GROTTAMMARE – “Siamo in pochi nell’associazione ma pensiamo e ci spendiamo molto per la nostra passione, il turismo ed il territorio”, con queste parole di commiato il presidente della associazione culturale 43° Parallelo Marcello Iezzi ha chiuso i lavori della giornata studio “Difesa della costa ed ecocompatibilità” che si è svolta presso la sala consiliare del comune di Grottammare martedì 11 marzo.

Davanti ad una platea di addetti ai lavori (rappresentanti dell’Università Politecnica delle Marche, del Cnr, Legambiente) e amministratori locali “Ringrazio tutti gli intervenuti – ha proseguito Iezzi – l’amministrazione di Grottammare e la Fondazione Reed Ball Italia, che hanno reso possibile questa mattinata di confronto”. Leit-motiv della giornata di studio è stato il tema della difesa della costa e quindi, logica conseguenza, la difesa anche della nostra industria turistica.

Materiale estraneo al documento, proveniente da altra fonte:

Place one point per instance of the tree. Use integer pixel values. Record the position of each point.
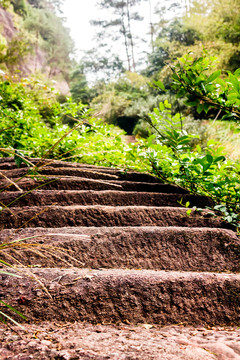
(119, 27)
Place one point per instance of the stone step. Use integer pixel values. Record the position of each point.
(159, 248)
(89, 173)
(96, 215)
(76, 183)
(54, 167)
(86, 341)
(104, 197)
(133, 296)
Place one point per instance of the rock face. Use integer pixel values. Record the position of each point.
(112, 248)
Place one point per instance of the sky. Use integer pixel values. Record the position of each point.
(78, 14)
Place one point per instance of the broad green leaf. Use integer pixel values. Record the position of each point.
(214, 76)
(160, 85)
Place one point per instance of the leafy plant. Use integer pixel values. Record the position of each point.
(205, 90)
(202, 170)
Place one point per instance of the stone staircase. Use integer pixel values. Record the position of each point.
(108, 247)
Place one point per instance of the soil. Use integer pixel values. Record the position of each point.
(114, 267)
(72, 341)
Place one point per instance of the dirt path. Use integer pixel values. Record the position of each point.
(114, 262)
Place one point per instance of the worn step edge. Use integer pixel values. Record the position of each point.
(96, 215)
(75, 183)
(102, 197)
(186, 249)
(126, 295)
(90, 173)
(86, 341)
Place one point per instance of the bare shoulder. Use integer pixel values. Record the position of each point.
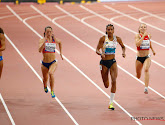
(137, 36)
(118, 38)
(149, 35)
(102, 39)
(41, 40)
(2, 36)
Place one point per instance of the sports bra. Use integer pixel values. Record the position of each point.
(145, 45)
(49, 47)
(109, 47)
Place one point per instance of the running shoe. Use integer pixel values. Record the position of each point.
(52, 94)
(46, 89)
(111, 106)
(146, 91)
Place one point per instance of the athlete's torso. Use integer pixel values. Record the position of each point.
(49, 51)
(143, 49)
(109, 47)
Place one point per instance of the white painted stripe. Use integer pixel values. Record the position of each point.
(7, 110)
(146, 12)
(14, 13)
(34, 69)
(119, 26)
(95, 50)
(78, 68)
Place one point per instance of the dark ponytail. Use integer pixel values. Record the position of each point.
(108, 26)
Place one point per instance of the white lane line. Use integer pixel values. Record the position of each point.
(119, 26)
(76, 66)
(140, 19)
(67, 112)
(135, 8)
(7, 110)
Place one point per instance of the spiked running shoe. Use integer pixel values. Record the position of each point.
(46, 89)
(52, 94)
(111, 107)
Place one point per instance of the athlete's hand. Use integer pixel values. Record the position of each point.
(124, 55)
(103, 55)
(61, 56)
(52, 35)
(146, 33)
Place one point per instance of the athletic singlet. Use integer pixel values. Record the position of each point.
(145, 43)
(49, 47)
(109, 47)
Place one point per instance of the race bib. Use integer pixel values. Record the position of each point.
(50, 47)
(110, 50)
(145, 44)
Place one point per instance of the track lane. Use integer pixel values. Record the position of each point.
(62, 21)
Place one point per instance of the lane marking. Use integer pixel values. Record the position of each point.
(67, 112)
(7, 110)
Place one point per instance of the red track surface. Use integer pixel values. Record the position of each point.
(23, 91)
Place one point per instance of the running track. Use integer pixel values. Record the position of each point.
(78, 83)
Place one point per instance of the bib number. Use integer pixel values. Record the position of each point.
(50, 47)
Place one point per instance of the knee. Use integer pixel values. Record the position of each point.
(50, 74)
(113, 82)
(106, 84)
(45, 79)
(146, 70)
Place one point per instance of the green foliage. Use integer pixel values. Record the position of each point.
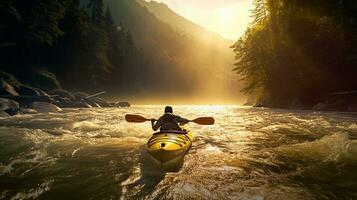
(44, 79)
(9, 79)
(297, 51)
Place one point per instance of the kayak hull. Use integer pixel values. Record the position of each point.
(168, 146)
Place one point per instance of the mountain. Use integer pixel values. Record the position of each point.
(185, 58)
(180, 24)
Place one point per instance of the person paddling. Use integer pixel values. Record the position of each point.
(168, 121)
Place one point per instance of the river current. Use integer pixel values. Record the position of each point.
(250, 153)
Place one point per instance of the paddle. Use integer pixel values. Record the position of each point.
(140, 119)
(204, 120)
(135, 118)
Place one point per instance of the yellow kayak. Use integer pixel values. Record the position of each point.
(165, 146)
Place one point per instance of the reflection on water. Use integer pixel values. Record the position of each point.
(249, 153)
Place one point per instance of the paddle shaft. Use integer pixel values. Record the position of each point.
(140, 119)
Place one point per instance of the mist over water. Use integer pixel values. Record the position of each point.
(249, 153)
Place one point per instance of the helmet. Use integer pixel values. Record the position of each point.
(168, 109)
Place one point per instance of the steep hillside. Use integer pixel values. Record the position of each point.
(179, 50)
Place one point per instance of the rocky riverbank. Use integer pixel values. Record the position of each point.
(25, 99)
(345, 101)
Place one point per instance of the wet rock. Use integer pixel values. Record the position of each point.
(122, 104)
(63, 94)
(28, 91)
(81, 104)
(352, 107)
(100, 101)
(80, 96)
(320, 106)
(28, 111)
(7, 89)
(9, 106)
(43, 107)
(92, 103)
(4, 114)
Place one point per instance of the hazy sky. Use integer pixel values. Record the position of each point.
(229, 18)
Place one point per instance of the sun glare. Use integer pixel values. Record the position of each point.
(226, 14)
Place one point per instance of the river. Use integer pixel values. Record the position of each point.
(250, 153)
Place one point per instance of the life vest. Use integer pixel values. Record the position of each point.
(169, 122)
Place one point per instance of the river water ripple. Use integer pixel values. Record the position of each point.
(249, 153)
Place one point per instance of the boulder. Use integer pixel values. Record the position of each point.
(9, 106)
(122, 104)
(43, 107)
(63, 94)
(320, 106)
(92, 103)
(80, 104)
(28, 111)
(80, 96)
(28, 91)
(7, 89)
(100, 101)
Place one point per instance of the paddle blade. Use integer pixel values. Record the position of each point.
(204, 120)
(135, 118)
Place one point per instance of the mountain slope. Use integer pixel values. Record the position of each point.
(182, 60)
(179, 23)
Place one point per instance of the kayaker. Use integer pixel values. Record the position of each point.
(168, 121)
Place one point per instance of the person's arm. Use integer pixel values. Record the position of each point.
(156, 125)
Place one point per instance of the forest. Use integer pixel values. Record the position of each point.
(120, 47)
(297, 53)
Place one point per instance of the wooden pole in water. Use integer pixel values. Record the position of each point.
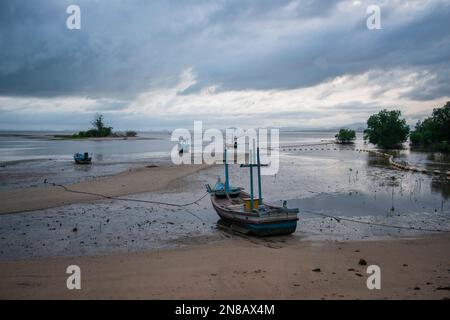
(227, 184)
(251, 181)
(259, 176)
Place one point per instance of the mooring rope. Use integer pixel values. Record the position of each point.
(130, 199)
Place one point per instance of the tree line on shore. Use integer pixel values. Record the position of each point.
(100, 130)
(388, 130)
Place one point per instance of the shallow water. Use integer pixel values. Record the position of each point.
(341, 182)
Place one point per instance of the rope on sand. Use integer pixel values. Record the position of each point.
(130, 199)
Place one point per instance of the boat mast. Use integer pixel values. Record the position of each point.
(227, 184)
(259, 176)
(251, 180)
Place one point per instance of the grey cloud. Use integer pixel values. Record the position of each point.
(126, 47)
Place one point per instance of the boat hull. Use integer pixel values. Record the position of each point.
(260, 230)
(254, 224)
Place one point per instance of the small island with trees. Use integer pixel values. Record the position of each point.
(345, 136)
(388, 130)
(99, 130)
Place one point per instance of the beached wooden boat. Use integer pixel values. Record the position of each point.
(264, 221)
(244, 213)
(82, 158)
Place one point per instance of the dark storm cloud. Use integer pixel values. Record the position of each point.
(127, 47)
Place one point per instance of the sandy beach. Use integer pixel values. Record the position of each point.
(241, 268)
(129, 182)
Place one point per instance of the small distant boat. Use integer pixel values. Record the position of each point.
(242, 212)
(82, 158)
(183, 146)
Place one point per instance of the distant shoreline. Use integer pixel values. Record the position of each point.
(69, 137)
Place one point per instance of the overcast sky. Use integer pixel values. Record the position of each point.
(163, 64)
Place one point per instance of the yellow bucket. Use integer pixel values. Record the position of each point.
(248, 201)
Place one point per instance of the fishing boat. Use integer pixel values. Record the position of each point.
(82, 158)
(219, 190)
(248, 214)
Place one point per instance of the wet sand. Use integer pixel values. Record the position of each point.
(244, 268)
(130, 182)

Molti interventi hanno evidenziato come la logica degli interventi “tampone” stia sempre più mostrando il fiato corto. La complessità delle problematiche di difesa richiede un approccio scientificamente basato, che prenda in considerazione tutte le possibili soluzioni e il loro impatto sull’ambiente. Tra i rimedi, sta prendendo piede in altri continenti, il metodo Reef Ball, strutture campaniformi in calcestruzzo ad elevata compatibilità biologica, in grado di dissipare la forza delle onde.

“Le cause dell’erosione sono da ricercasi nel confronto fra uomo e gestione del territorio – ha sintetizzato il professor Mariano Buccino dell’università Federico II di napoli– L’utilizzo del suolo finalizzato allo sviluppo economico produce tendenzialmente insieme al benessere una riduzione alla capacità di trasporto delle aste fluviali che fanno mancare al litorale la propria determinante alimentazione”.